What the Lindsborg farmers say they need most is better prices for their grain -- rather than having to sell a bushel of wheat for $3.70 when, according to the National Association of Wheat Growers' latest survey, that bushel cost $4 .59 to produce.
Ron O'Dell, assistant manager of the Farmers Union Elevator Company in Lindsborg, knows precisely what it means each time the price of wheat goes up or down on the video screen relaying Chicago and Kansas City prices to his office. Farmers delivering grain ask him for advice on whether to sell their grain, because prices might drop lower, or whether to put their grain in storage, in anticipation of a price rise.
Pulling at his long black sideburns and twisting his railroad cap, Mr. O'Dell says it's hard advising farmers today. "Since the Nixon administration and we got in the world market, we get these wild fluctuations, so that you can gather all the information together, and then they pull off an embargo or some such in Washington and you can be sucking swamp water."
Advising farmers on when to sell isn't easy, he says as he checks a new batch of wheat for weight and moisture content. "When they are so skinny as right now , selling below the cost of production, you know that if you make a mistake you will see a sale bill for that farm next spring."
Larry Dahlsten's answer to this constant threat of going broke is to manage his 650-acre farm with stop watch precision.
An electronic monitoring system in the cab of his huge Massey-Ferguson 5500 combine harvester gives him a constant check on how much wheat is being thrown back into the field with the straw after threshing.
His own design in mixing equipment allows him to grind and mix feed from his own storage bins for his hogs. Using his carefully kept records, he can work out exactly what feed mix gives the best weight gains.
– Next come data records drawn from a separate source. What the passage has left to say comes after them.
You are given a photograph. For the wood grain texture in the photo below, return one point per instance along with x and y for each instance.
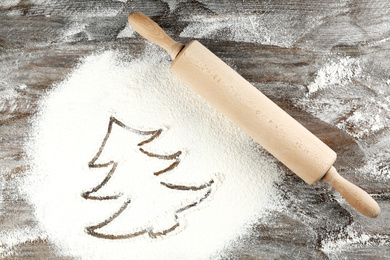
(40, 43)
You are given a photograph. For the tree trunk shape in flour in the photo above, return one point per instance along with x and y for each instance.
(145, 203)
(270, 126)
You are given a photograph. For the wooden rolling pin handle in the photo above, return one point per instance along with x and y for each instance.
(151, 31)
(355, 196)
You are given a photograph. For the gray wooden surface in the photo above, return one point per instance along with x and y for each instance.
(38, 49)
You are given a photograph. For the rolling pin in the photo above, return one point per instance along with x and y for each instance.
(269, 125)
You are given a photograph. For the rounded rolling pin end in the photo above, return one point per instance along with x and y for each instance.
(355, 196)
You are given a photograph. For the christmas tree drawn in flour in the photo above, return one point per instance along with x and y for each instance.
(146, 203)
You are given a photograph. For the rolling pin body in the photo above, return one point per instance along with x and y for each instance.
(254, 113)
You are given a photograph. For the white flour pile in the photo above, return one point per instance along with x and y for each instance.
(336, 73)
(223, 183)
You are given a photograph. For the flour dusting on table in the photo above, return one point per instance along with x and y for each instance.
(170, 178)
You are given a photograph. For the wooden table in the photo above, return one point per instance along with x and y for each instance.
(39, 46)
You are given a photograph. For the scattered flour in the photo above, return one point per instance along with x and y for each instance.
(10, 239)
(360, 108)
(352, 239)
(8, 3)
(144, 95)
(127, 32)
(336, 73)
(239, 29)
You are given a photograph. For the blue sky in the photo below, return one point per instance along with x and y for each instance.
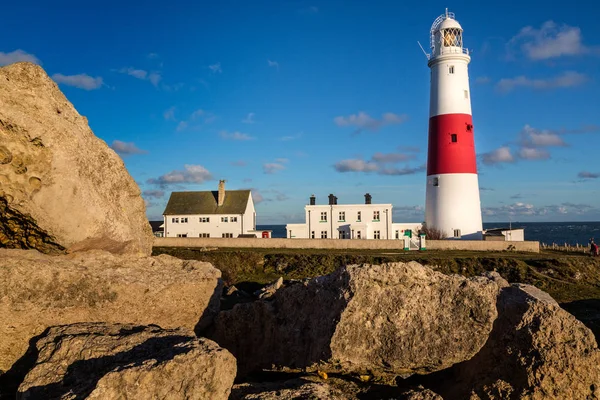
(302, 97)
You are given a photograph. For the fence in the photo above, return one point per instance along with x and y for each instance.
(472, 245)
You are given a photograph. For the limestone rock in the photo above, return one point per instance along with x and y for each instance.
(391, 319)
(288, 390)
(115, 361)
(61, 186)
(535, 351)
(37, 291)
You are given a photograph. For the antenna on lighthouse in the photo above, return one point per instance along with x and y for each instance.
(424, 52)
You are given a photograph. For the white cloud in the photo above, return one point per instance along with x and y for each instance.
(566, 80)
(81, 81)
(215, 68)
(190, 174)
(588, 175)
(257, 197)
(154, 78)
(271, 168)
(136, 73)
(363, 121)
(355, 165)
(239, 136)
(529, 153)
(291, 137)
(392, 157)
(531, 137)
(550, 41)
(126, 148)
(169, 114)
(500, 155)
(249, 119)
(17, 56)
(181, 126)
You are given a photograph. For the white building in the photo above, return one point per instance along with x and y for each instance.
(222, 214)
(505, 234)
(350, 221)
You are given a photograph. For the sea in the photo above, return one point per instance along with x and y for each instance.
(571, 233)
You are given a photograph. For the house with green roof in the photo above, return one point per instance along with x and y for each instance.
(221, 214)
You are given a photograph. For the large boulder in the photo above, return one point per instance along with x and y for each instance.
(384, 320)
(114, 361)
(61, 186)
(535, 351)
(37, 291)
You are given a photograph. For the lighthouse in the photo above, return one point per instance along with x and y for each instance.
(452, 194)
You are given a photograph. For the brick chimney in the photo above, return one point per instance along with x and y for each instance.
(221, 198)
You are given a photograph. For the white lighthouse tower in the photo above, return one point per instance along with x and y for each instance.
(452, 195)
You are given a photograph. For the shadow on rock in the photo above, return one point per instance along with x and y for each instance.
(588, 312)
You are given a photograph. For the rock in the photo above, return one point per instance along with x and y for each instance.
(270, 289)
(535, 351)
(115, 361)
(288, 390)
(391, 319)
(60, 186)
(420, 394)
(37, 291)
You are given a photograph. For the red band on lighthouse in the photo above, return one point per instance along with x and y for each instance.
(451, 147)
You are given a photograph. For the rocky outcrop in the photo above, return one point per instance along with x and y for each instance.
(114, 361)
(60, 186)
(37, 291)
(535, 351)
(292, 389)
(391, 319)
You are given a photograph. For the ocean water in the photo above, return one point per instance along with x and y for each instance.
(543, 232)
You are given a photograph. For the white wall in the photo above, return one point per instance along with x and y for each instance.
(350, 225)
(454, 204)
(215, 227)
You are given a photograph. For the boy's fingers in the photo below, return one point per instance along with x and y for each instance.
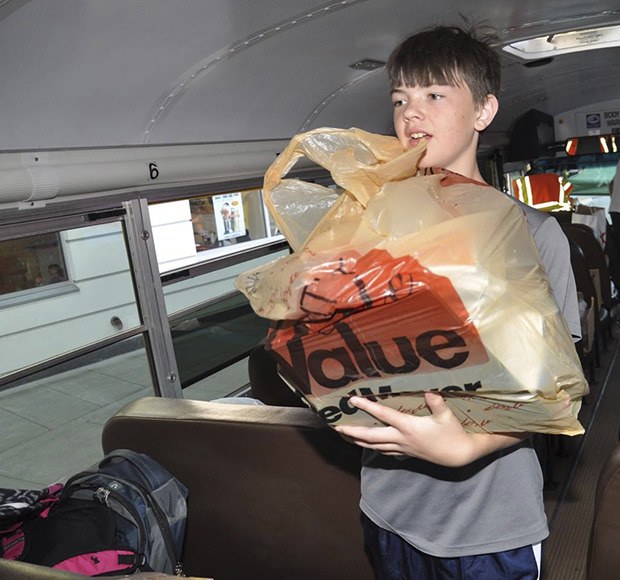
(436, 403)
(377, 410)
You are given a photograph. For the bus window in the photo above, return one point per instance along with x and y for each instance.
(39, 322)
(31, 262)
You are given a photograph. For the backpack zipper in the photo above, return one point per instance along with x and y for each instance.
(159, 516)
(158, 512)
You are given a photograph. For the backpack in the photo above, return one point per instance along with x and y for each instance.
(122, 515)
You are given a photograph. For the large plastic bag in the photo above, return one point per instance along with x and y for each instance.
(402, 284)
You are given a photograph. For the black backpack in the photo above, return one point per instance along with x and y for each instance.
(124, 514)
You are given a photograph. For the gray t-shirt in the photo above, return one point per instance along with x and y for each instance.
(494, 503)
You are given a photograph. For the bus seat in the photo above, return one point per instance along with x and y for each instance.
(594, 254)
(265, 383)
(587, 347)
(273, 491)
(603, 554)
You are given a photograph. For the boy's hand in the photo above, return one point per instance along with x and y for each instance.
(438, 437)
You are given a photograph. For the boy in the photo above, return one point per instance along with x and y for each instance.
(439, 502)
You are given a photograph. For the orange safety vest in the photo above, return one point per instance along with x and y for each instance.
(544, 191)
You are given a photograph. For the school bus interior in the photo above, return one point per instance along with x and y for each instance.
(134, 141)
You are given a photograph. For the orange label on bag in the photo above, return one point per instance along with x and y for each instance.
(374, 316)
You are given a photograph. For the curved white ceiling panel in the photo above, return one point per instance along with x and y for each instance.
(80, 73)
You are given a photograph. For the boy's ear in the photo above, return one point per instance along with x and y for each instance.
(486, 113)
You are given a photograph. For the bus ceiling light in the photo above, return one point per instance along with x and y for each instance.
(565, 42)
(367, 64)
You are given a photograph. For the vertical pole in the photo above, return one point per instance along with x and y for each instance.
(151, 301)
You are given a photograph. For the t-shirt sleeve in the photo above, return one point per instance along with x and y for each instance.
(555, 255)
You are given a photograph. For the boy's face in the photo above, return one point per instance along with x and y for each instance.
(446, 118)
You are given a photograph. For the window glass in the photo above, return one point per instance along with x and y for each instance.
(52, 422)
(31, 262)
(96, 302)
(190, 231)
(215, 335)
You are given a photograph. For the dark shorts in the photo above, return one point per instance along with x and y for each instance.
(395, 559)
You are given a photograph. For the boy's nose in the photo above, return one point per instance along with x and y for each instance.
(412, 111)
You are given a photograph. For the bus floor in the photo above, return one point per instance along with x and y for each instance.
(577, 462)
(51, 426)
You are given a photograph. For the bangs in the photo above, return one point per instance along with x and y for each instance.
(421, 74)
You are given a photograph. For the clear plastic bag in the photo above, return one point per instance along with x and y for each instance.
(403, 284)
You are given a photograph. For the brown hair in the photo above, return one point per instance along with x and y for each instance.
(447, 55)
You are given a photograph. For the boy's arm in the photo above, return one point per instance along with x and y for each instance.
(438, 437)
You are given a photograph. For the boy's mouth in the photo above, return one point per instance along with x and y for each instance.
(417, 136)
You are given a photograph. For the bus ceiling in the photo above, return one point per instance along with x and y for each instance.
(86, 73)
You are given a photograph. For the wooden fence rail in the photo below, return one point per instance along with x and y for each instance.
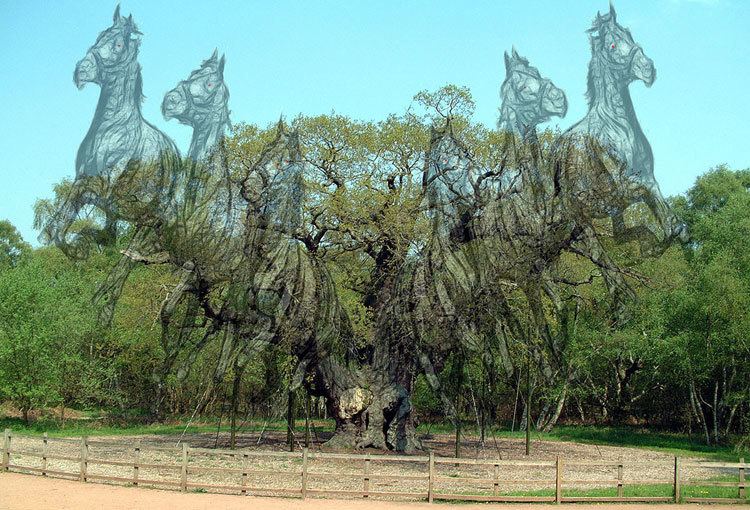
(132, 457)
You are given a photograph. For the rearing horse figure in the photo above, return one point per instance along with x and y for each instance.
(201, 101)
(118, 134)
(616, 61)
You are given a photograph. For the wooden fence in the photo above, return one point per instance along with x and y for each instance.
(428, 482)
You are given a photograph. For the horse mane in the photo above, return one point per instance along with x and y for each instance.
(139, 85)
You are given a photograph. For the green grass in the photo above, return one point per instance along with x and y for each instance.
(634, 437)
(632, 491)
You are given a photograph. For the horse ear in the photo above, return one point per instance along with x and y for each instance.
(221, 66)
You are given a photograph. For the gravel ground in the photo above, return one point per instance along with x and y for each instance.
(640, 466)
(23, 492)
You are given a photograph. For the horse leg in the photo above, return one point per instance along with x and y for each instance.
(670, 225)
(109, 292)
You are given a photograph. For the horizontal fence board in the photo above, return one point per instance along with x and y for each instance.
(361, 457)
(24, 453)
(494, 499)
(715, 500)
(211, 469)
(343, 492)
(704, 483)
(128, 455)
(106, 462)
(40, 470)
(717, 465)
(489, 462)
(191, 485)
(112, 478)
(369, 476)
(617, 499)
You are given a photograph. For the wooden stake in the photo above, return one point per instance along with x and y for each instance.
(136, 461)
(430, 477)
(677, 488)
(558, 480)
(45, 452)
(366, 478)
(741, 492)
(304, 473)
(183, 472)
(6, 450)
(84, 458)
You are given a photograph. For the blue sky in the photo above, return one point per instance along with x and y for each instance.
(367, 59)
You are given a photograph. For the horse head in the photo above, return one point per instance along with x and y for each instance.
(276, 184)
(202, 97)
(114, 50)
(528, 99)
(613, 47)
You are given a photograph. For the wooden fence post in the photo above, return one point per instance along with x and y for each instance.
(304, 473)
(45, 452)
(496, 482)
(558, 480)
(741, 493)
(183, 471)
(366, 478)
(244, 473)
(677, 488)
(6, 450)
(136, 461)
(430, 477)
(84, 458)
One key to success, Mr. Dahlsten says, is "marketing on a regular basis." He has enough on-farm storage for most of his wheat -- and has a trusting banker. This combination allows him to avoid selling at harvest time when prices are low. Working with market reports, a calculator, and the skills he and his wife have honed over the years in college and on the farm, he then waits for the right price -- and hopes it all works out to give him some profit.
His figuring must be fairly accurate (and there must be some profit), because the Internal Revenue Service did a complete audit on his past two years and, he says with a grin, "they didn't need a single penny more."
Local farmers naturally conclude that only the politicians who live near the farms -- and have to dodge 20-foot-wide combine harvesters on the highways -- can understand the farmer and his needs.
Mayor Riggs recognizes the importance of agriculture and so devotes a lot of time and effort to farming issues. So, although all the farms are outside the town limits, the mayor has been lobbying hard for state and federal support for more farm irrigation in the area.